The Dark Affair
The Dark Affair is the third book in Ms. Claremont’s Mad Passions series, and features James Stanhope, Viscount Powers, who was an intriguing secondary character in the previous book in the series, Lady in Red. In fact, I found him so intriguing, that I was far more interested in him than in the hero, so I’m glad that he got his own book!
Powers has been struggling for years with the pain caused by the deaths of his late wife and two-year-old daughter, and started using opium as a way of forgetting. He has become an addict, and at the beginning of the book, has been committed to an asylum by his father, who is desperate to stop his son from killing himself – which will undoubtedly happen if he continues on his present course. The Earl of Carlyle has employed a highly regarded nurse, Lady Margaret Cassidy, who has made a name for herself as the result of her work treating the physical and mental injuries sustained by soldiers in the Crimea.
At their initial meeting, Powers wants nothing to do with Margaret, and makes that clear in no uncertain terms. But she is persistent – he needs help and she can give it, but it’s not going to be easy for either of them. When the earl asks her to marry James and give him an heir in return for a large financial settlement, she is horrified. But the money he offers will enable her to do a lot of good – she’ll be able to get her younger brother out of a serious fix and send money home to Ireland, where people are still facing the ravages wrought by the potato famine. So she agrees.
Powers’ recovery is difficult and sometimes debilitating, and the author portrays this very well. (One of the weaknesses in the last book was that the heroine, also an addict, seemed to be able to kick her habit with no problem). Margaret is battling demons of her own, and has just as much of an issue with trust and as strong an aversion to letting someone get close to her as James does, so in that way, their journeys mirror each other. Because the book centres so much on Powers’ recovery, the romance is perhaps a little underdeveloped and I did wonder at times if he was ready to fall for someone else given the depth of the grief and guilt he was trying so hard to ignore. But their relationship is otherwise well done, and I enjoyed their interactions and the way in which Margaret refuses to allow James to wallow by making him face up to the fact that he doesn’t have a monopoly on suffering.

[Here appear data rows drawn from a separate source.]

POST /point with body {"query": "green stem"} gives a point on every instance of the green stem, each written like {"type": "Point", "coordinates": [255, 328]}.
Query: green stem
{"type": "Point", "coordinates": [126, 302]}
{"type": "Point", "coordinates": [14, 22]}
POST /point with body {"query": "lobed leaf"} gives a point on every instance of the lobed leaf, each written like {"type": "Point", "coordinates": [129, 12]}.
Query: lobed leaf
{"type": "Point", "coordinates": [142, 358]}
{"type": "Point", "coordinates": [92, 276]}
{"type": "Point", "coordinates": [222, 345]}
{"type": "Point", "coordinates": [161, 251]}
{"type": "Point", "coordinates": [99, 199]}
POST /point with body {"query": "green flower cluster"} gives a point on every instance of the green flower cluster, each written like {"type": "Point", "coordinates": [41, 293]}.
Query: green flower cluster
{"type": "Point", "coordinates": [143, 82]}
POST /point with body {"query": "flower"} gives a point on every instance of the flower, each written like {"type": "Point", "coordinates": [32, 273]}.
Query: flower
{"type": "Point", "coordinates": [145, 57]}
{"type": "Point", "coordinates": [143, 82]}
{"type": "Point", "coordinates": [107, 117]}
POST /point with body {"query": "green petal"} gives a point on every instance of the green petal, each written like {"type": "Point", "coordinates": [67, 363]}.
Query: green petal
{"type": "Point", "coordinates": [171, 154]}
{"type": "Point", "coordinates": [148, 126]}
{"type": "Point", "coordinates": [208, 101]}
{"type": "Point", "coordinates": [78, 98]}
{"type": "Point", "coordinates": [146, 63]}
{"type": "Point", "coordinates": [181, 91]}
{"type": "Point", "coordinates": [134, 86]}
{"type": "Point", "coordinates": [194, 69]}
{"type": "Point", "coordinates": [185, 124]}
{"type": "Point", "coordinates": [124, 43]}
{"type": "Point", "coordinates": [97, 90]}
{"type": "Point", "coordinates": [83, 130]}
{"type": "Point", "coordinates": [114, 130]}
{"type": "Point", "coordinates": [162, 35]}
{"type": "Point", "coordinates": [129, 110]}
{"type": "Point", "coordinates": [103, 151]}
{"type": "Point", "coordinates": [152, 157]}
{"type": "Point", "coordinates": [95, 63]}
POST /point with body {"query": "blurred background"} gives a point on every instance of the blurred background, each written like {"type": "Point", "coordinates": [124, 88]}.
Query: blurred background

I also liked the way Ms. Claremont develops the relationship between father and son. At the outset it seems as though the earl is concerned only the future of his title and family line, but we’re gradually shown that isn’t the case and that he cares deeply for his son. There’s a sub-plot involving Margaret’s younger brother and his involvement with Irish revolutionaries which is rather under-developed, and while the writing is generally good, there are a few instances of an odd turn of phrase or word choice that are rather jarring. Overall, though, I did enjoy the book, and will certainly be looking out for more from this author.